I have attached enhanced JGroups backend patch attached.
The only necessary Hibernate configuration come down to
<property name="hibernate.search.worker.backend"
value="jgroupsMaster" />
or
<property name="hibernate.search.worker.backend"
value="jgroupsSlave" />
depends if it is master or slave node.
Optional are configuration properties:
+optional name for JGroups channel
<property name="hibernate.search.worker.backend.jgroups.clusterName"
value="HSCluster" />
+configuration for JGroups
<property name="hibernate.search.worker.backend.jgroups.configurationFile"
value="udp.xml" />
udp.xml file must be located in classpath
<property name="hibernate.search.worker.backend.jgroups.configurationXml"
value="{configurationInXML}" />
<property name="hibernate.search.worker.backend.jgroups.configurationString"
value="{stringConfiguration}" />
Usage of last two properties is in test cases.
If there is no JGroups configuration provided, flush-udp.xml is default.
That and some other stack configurations are part of JGroups.jar, so we
don't need to create any if thery are enough.
Problem with running test (and not only) on JGroups appears on some
machines, I have noticed on Linux.
There is misunderstanding IPv4 vs.

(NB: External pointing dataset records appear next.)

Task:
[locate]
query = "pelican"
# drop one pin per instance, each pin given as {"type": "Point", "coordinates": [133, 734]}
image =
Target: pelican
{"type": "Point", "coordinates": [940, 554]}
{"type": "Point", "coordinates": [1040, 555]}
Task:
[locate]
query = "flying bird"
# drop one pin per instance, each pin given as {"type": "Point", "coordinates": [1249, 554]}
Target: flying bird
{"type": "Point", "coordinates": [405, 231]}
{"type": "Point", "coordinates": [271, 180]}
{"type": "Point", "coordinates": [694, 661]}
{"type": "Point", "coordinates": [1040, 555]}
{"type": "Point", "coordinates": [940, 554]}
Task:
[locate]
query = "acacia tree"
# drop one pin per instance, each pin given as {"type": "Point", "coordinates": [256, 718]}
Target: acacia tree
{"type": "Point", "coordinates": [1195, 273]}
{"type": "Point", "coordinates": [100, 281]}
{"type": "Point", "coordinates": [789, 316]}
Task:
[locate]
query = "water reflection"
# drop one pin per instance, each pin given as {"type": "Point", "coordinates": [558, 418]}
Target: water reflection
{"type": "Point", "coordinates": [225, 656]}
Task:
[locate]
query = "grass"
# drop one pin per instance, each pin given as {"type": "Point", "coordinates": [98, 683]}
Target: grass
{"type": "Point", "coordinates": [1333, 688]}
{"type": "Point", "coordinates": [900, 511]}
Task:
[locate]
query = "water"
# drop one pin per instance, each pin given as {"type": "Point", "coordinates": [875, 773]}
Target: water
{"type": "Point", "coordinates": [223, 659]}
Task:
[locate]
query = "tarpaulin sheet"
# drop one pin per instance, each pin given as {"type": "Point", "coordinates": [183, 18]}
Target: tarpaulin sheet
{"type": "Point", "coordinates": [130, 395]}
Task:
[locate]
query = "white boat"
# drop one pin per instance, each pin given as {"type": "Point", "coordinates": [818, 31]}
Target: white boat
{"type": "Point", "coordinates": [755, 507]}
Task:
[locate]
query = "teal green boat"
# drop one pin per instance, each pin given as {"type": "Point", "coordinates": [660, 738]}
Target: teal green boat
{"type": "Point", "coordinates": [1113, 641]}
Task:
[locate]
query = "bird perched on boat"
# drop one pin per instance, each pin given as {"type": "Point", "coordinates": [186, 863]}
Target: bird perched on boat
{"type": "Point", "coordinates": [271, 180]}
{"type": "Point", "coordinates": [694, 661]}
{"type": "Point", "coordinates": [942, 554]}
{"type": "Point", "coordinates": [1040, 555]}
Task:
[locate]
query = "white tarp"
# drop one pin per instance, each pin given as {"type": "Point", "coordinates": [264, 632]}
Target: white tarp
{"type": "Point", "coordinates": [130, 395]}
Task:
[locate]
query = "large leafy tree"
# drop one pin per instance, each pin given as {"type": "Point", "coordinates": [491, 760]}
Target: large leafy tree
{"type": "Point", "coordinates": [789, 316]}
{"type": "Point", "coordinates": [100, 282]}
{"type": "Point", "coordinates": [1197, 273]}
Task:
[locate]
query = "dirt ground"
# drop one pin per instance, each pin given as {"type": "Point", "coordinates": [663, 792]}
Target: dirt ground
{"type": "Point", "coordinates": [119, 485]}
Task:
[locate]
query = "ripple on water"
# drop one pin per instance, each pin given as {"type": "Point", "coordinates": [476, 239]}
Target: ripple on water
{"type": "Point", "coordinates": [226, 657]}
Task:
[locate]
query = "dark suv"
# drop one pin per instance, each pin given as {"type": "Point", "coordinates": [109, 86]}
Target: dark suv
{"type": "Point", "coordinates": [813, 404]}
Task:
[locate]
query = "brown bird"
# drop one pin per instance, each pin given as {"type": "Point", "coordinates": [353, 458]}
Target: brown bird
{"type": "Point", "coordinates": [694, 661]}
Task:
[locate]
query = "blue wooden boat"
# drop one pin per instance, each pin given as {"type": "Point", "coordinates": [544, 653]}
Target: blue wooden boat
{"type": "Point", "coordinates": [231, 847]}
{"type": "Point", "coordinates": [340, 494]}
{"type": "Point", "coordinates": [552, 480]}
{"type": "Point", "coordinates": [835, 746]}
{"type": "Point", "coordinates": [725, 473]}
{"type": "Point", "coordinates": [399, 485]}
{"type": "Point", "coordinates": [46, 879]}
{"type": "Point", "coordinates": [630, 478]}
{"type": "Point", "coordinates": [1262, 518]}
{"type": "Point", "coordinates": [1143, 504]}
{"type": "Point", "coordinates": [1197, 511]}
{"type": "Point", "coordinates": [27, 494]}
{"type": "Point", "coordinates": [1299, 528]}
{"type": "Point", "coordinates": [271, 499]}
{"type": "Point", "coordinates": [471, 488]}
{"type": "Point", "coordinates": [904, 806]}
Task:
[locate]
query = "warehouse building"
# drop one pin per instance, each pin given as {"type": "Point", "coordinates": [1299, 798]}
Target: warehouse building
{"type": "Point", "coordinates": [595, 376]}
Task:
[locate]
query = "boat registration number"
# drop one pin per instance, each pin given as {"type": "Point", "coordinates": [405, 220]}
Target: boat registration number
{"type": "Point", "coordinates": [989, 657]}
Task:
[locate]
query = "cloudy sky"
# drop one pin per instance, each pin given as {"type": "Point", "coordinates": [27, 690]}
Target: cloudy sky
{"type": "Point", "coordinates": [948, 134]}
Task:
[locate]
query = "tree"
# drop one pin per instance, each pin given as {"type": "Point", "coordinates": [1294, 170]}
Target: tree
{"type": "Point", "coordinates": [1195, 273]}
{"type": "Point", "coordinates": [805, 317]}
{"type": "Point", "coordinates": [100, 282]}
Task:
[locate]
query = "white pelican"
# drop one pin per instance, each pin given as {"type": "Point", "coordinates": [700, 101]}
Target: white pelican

IPv6.
To avoid that, VM param: '-Djava.net.preferIPv4Stack=true' should be added.
Sometimes appears problem that nodes cannot find each other in cluster,
probably because they are binding to wrong interfaces. To assure that
multicast traffic is going to the right interface include
'bind_addr=192.168.168.2' (or -Djgroups.bind_addr=127.0.0.1 to VM params)
into JG configuration, where 192.168.168.2 is address used for multicasting.
Lukasz
W dniu 14 czerwca 2009 21:08 użytkownik Łukasz Moreń <lukasz.moren(a)gmail.com
I will follow your comments and advices and fix it.
+ JGroupsBackendQueueProcessorFactory:
Yes, I think there should be default cluster name.
+ JGroupsAbstractMessageReceiver
getState / setState. These are JGroups methods to get/set current cluster
state. I think their implementation is not necessary in our case.
+ Tests
I used plain SQL in test for master node, to check if master can correctly
receive Lucene works (or i.e. they are not corrupted ) and do indexing. I
didn't want to trigger indexing with hibernate, just insert data. Lucene
document for inserted data is created separately and sent to master which
updates index.
+ Configuration for JGroups
Yes that's right, possibility to JGroups customization should be added.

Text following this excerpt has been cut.